Vice Minister of Justice of the People's Republic of China
- In office November 1994 – 2003

Personal details
- Born: 1942 (age 83–84) Dongliao County, Jilin, China
- Alma mater: Jilin University

= Liu Yang (politician) =

Chinese politician (1942-)

Liu Yang (刘飏; born 1942) is a Chinese politician and legal official who served as Vice Minister of Justice of the People’s Republic of China. She has also held leading roles within the China Law Society and was a delegate to several major national political bodies.

== Biography ==
Liu Yang was born in 1942 in Dongliao County, Jilin Province. She graduated from the Department of Chinese Language and Literature at Jilin University in August 1967. She joined the Chinese Communist Party in April 1966 and began her professional career in August 1967. Liu first worked in the Changchun Municipal Public Security Bureau, where she served successively as a staff member, deputy section chief, deputy director of the office, and chief of the research section. She later became Deputy Secretary of the Political and Legal Affairs Commission of the Changchun Municipal Committee, and subsequently a member of the Standing Committee of the Changchun Municipal Committee, Secretary of the Political and Legal Affairs Commission, and Vice Mayor of Changchun, concurrently serving as Director of the Changchun Public Security Bureau.

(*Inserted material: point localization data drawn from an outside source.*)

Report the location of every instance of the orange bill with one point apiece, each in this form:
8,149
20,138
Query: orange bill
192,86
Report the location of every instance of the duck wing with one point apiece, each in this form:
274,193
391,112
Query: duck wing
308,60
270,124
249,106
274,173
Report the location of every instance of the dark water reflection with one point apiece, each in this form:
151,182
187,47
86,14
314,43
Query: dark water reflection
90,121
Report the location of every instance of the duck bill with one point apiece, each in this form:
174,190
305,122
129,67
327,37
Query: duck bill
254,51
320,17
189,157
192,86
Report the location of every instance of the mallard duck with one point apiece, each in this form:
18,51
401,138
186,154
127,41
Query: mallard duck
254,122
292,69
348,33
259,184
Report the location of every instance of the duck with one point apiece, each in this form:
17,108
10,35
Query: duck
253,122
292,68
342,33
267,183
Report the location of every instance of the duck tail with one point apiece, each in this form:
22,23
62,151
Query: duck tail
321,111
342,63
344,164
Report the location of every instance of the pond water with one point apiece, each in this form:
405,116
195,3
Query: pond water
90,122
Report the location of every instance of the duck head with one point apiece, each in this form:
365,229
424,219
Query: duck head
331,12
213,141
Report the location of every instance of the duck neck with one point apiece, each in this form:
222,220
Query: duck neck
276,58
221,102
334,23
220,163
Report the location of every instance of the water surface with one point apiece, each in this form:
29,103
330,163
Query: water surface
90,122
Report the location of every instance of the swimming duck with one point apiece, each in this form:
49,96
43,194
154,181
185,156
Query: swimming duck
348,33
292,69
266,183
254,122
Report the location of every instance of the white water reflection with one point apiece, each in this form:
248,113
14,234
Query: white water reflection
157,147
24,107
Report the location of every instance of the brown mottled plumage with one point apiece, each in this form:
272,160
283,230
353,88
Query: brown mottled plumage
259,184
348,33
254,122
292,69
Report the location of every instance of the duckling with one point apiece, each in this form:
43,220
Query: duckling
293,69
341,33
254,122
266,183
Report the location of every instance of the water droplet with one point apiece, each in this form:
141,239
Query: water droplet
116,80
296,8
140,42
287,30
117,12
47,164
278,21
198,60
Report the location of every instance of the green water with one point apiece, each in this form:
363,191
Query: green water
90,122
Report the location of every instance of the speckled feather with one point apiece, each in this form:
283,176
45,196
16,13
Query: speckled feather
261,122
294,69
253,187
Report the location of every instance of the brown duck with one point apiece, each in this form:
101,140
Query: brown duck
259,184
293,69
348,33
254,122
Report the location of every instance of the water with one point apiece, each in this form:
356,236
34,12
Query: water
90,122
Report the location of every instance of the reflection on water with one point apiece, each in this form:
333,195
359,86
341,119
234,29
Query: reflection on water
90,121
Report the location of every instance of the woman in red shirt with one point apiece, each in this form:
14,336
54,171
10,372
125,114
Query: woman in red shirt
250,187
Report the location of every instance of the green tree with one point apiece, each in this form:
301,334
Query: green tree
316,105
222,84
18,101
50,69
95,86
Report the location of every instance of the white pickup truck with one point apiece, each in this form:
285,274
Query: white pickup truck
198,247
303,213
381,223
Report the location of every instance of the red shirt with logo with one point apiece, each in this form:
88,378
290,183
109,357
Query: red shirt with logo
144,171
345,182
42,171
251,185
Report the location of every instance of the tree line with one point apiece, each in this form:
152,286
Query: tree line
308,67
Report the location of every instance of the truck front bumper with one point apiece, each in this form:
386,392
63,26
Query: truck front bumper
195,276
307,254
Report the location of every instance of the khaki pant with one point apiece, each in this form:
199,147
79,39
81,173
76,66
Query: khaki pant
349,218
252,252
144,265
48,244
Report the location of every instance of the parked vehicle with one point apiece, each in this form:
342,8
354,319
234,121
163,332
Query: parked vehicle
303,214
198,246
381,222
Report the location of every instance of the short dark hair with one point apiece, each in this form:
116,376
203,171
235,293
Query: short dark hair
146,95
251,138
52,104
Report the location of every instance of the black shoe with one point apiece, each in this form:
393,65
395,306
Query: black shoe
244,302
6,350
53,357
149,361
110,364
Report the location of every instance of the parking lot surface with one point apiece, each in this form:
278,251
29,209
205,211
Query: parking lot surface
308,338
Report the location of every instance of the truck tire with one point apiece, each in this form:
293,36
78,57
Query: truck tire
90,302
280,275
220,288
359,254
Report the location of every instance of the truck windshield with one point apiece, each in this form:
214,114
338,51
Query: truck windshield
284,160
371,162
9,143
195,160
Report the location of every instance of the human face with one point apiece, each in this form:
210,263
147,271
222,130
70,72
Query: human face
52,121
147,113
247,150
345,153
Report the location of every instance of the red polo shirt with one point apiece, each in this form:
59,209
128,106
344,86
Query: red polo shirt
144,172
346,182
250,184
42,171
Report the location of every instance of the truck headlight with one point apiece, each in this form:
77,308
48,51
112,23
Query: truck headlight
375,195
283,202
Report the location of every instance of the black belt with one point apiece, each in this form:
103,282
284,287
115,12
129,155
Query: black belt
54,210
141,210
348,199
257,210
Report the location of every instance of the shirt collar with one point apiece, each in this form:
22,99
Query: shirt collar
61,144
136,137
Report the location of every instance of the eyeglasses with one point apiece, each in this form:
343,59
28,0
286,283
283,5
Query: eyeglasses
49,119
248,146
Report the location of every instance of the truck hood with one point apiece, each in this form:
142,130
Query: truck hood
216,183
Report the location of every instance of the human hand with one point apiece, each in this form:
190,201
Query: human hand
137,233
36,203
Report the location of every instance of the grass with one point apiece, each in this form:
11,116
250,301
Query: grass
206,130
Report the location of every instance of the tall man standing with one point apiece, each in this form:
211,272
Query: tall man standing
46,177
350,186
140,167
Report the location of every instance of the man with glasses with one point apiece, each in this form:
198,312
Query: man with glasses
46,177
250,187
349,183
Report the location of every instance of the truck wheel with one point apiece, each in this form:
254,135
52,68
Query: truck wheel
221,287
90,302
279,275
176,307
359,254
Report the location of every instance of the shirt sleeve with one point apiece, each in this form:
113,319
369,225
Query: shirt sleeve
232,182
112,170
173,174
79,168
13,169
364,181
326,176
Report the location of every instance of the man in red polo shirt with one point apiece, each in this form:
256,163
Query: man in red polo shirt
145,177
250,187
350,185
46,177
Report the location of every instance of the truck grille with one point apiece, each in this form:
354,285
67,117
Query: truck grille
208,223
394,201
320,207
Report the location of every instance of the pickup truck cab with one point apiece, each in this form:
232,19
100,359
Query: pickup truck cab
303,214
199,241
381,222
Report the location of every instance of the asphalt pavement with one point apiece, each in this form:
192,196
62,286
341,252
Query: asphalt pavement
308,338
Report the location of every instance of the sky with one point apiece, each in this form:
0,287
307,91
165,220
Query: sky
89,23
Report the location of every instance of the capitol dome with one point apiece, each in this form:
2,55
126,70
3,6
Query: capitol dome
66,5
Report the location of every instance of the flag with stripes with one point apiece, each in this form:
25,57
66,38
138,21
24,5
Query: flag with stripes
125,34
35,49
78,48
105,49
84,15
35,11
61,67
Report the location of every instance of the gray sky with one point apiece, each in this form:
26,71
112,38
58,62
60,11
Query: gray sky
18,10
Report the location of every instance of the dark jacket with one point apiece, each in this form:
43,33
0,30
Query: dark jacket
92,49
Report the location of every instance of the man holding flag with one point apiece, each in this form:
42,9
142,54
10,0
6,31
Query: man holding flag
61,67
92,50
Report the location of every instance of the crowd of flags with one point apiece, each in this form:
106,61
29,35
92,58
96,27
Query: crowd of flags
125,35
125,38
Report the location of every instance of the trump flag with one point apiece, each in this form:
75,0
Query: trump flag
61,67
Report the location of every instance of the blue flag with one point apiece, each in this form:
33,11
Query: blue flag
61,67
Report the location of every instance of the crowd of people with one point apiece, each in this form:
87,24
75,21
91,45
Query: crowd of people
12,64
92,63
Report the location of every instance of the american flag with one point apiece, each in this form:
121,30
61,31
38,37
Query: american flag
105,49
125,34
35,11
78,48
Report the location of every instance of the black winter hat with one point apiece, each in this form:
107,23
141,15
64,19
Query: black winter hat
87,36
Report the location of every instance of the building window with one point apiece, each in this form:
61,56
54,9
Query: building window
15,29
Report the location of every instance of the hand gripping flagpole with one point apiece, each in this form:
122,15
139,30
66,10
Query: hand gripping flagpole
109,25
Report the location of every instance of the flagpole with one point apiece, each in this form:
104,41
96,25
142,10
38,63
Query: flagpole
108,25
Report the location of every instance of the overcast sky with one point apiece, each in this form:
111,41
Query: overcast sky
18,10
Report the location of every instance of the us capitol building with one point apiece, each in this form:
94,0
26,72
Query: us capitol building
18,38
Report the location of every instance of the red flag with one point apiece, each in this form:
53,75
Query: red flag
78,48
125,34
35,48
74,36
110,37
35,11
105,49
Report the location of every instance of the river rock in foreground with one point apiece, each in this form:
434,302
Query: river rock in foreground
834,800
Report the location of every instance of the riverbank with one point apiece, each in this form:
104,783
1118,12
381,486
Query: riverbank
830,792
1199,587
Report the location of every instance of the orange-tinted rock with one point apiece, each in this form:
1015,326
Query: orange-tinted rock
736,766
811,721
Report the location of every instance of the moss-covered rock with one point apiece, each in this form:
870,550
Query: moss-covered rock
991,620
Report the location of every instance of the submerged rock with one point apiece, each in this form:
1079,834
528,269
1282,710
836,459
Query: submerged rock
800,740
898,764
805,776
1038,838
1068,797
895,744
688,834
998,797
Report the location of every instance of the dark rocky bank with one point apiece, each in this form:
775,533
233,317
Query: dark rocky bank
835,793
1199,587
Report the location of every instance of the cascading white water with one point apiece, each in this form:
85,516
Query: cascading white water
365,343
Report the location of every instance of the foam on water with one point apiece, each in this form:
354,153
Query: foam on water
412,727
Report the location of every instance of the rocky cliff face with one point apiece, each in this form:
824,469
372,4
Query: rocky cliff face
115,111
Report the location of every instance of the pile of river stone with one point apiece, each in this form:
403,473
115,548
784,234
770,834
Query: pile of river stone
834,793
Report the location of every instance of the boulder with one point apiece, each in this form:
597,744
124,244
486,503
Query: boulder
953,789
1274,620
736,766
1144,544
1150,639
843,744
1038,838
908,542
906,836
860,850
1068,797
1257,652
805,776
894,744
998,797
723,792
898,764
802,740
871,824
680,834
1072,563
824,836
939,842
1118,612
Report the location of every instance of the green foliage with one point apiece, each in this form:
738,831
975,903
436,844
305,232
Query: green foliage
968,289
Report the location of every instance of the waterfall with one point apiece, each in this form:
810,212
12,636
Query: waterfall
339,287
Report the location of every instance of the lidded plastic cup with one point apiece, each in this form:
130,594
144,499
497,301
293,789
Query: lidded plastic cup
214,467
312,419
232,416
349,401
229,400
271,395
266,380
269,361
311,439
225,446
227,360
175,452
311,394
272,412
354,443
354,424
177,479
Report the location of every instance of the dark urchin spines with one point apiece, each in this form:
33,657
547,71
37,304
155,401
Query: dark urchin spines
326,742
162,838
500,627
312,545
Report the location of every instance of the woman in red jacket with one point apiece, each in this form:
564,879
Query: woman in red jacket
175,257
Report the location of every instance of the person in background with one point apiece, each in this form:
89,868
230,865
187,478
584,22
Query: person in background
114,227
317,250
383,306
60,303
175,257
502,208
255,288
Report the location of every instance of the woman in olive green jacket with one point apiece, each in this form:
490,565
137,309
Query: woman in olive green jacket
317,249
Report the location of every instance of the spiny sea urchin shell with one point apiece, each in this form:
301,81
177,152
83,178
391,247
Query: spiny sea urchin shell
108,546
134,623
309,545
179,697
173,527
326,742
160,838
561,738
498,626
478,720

She was later appointed Director and Party Secretary of the Jilin Provincial Department of Justice. In November 1994, she was appointed Vice Minister of Justice and became a member of the Ministry’s Party Leadership Group. In March 2003, she was elected a member of the Internal and Judicial Affairs Committee of the 10th National People's Congress. That same year, she became Party Secretary of the China Law Society, and in November 2003, she additionally assumed the position of Executive Vice President. She continued to serve as Executive Vice President and Deputy Party Secretary of the China Law Society from November 2011.

Liu Yang has been a delegate to the 17th National Congress of the Chinese Communist Party, a deputy to the Tenth National People’s Congress, and a representative to the Eighth National Women’s Congress. She has also served as Vice President of the Law Association for Asia and the Pacific (LAWASIA).